Mr. McNabb said the potential charges in Washington may be avoided under that exemption.
“The exception is often raised by politicos, but they don’t fall within it,” he said. “President Trump could fall within because to qualify, an individual has to show there was an immediate physical riot or uprising and their charges arise out of that uprising.”
To raise that exception, however, Mr. Trump would be forced to acknowledge he played a role in the uprising.
The president could also seek political asylum, arguing that he would be a political prisoner if he returned to the U.S.
It would be up to the country whether or not to grant asylum. Some countries could reject the request fearing alienating themselves from the Biden administration, while other countries might enjoy the opportunity to thumb their nose at the U.S.
“This is a guy that will fashion himself as the exile-in-chief,” Mr. Zwack said. “I don’t think a lot of countries are going to want to take the heat for that unless it is a true adversary.”

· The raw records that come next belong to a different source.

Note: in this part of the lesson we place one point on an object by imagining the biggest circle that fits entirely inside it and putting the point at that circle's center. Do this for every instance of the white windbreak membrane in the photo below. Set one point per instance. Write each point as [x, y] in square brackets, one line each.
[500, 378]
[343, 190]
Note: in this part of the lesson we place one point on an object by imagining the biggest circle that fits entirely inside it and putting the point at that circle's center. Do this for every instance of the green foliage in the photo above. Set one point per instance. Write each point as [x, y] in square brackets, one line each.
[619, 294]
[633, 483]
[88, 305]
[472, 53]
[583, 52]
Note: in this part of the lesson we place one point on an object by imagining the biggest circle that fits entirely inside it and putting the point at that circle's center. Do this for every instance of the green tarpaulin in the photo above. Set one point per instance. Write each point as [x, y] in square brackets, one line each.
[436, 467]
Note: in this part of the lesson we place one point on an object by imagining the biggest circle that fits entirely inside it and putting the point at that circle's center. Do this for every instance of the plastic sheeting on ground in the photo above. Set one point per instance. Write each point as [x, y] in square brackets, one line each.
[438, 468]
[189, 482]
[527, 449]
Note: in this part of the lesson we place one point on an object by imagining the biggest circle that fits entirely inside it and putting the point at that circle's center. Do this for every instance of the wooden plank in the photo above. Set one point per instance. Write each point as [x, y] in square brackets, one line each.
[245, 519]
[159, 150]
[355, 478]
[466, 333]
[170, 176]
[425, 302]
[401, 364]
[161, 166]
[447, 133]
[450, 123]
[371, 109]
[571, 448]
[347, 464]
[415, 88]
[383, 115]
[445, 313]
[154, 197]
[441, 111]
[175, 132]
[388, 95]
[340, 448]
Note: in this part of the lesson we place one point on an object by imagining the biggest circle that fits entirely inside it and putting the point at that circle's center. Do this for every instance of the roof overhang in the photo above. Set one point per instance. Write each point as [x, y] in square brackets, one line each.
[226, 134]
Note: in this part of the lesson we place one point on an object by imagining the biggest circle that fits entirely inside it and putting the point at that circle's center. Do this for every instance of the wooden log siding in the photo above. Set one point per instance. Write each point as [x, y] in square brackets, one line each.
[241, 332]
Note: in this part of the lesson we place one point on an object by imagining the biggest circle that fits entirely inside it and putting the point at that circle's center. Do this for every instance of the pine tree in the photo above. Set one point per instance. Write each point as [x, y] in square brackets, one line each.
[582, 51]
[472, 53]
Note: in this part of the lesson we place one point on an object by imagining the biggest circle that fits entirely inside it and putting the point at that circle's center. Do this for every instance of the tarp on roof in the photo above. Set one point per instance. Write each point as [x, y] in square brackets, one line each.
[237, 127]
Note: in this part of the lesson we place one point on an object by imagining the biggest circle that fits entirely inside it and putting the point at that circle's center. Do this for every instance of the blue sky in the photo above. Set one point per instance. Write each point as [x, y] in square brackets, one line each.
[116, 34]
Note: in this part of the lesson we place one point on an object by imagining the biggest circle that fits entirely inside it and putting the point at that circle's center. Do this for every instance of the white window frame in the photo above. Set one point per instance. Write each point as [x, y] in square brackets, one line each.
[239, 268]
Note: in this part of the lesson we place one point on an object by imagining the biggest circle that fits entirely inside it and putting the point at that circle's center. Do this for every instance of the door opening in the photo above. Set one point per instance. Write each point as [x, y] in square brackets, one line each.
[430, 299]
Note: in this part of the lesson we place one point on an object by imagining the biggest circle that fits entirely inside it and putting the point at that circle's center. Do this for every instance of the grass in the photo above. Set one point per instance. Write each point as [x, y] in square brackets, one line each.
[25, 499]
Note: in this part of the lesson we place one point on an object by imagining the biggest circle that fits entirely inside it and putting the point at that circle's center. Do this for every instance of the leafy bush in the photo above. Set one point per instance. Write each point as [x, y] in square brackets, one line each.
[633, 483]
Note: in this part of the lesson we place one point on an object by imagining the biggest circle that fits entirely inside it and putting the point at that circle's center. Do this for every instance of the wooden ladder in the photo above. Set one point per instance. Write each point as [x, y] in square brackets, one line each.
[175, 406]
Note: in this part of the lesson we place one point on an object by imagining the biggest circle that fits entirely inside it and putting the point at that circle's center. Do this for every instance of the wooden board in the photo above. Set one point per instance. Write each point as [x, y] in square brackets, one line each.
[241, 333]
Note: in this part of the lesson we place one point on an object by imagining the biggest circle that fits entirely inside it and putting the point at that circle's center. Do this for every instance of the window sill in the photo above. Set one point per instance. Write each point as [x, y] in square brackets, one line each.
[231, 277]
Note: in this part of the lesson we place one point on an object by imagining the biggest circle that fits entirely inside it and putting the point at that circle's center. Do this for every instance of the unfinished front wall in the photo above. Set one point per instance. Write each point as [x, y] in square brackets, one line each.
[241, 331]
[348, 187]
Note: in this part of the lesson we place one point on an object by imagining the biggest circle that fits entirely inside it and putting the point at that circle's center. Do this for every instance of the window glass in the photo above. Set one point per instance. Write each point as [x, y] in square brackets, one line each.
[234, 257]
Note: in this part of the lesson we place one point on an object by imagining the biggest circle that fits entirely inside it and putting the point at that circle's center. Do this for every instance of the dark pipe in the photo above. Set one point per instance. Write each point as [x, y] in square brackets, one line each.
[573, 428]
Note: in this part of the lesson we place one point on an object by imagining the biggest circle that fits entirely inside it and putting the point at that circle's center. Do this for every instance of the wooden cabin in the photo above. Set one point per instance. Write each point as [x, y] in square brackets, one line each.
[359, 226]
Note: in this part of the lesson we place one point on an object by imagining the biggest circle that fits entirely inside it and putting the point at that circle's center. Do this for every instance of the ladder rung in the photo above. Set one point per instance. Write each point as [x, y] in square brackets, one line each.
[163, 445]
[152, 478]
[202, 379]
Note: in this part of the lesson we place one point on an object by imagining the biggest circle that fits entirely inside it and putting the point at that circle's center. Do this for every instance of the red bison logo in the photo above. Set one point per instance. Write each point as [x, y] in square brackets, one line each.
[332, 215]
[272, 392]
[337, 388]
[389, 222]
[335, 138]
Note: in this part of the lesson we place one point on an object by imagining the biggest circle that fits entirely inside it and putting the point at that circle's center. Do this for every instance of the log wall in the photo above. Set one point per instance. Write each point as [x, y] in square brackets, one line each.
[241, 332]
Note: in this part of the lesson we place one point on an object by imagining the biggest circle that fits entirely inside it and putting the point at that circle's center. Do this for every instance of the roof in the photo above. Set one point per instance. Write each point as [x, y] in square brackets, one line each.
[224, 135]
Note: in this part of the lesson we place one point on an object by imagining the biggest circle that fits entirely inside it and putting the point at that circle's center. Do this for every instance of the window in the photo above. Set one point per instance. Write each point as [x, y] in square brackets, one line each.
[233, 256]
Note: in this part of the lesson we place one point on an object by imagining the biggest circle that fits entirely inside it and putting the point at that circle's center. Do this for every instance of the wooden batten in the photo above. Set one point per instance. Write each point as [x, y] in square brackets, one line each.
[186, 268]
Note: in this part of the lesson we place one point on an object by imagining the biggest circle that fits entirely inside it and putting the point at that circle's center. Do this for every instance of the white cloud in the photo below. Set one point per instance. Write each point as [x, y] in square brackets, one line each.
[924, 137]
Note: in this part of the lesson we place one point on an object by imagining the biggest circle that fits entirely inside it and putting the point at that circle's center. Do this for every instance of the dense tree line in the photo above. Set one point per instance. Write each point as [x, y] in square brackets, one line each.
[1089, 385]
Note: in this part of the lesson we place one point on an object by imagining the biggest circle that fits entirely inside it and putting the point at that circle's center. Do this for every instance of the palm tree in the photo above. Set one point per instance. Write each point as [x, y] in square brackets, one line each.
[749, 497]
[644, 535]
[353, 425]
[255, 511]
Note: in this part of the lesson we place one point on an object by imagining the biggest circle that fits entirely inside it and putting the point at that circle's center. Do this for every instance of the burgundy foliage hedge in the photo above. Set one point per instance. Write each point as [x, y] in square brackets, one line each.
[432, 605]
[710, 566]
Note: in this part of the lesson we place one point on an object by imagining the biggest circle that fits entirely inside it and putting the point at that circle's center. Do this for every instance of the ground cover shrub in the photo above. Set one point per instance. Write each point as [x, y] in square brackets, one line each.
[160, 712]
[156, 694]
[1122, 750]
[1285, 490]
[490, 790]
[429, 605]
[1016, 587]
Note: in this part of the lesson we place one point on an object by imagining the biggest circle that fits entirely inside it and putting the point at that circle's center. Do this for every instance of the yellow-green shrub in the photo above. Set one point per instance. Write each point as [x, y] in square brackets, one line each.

As an ex-president, Mr. Trump is entitled to Secret Service protection. While federal law would bar agents from leaving the country with him if he fled to escape justice, agents could accompany him if he legally visited another country.
If an arrest warrant or criminal charges are issued while he’s overseas, the foreign country’s law enforcement would be required to carry out the arrest. Under that scenario, the Secret Service would be required to stand down.
“The Secret Service would have to step back, but it would be an interesting situation,” Mr. McNabb said. “If they continued to protect President Trump that would make them part of a conspiracy to prevent a criminal defendant from returning to the United States.”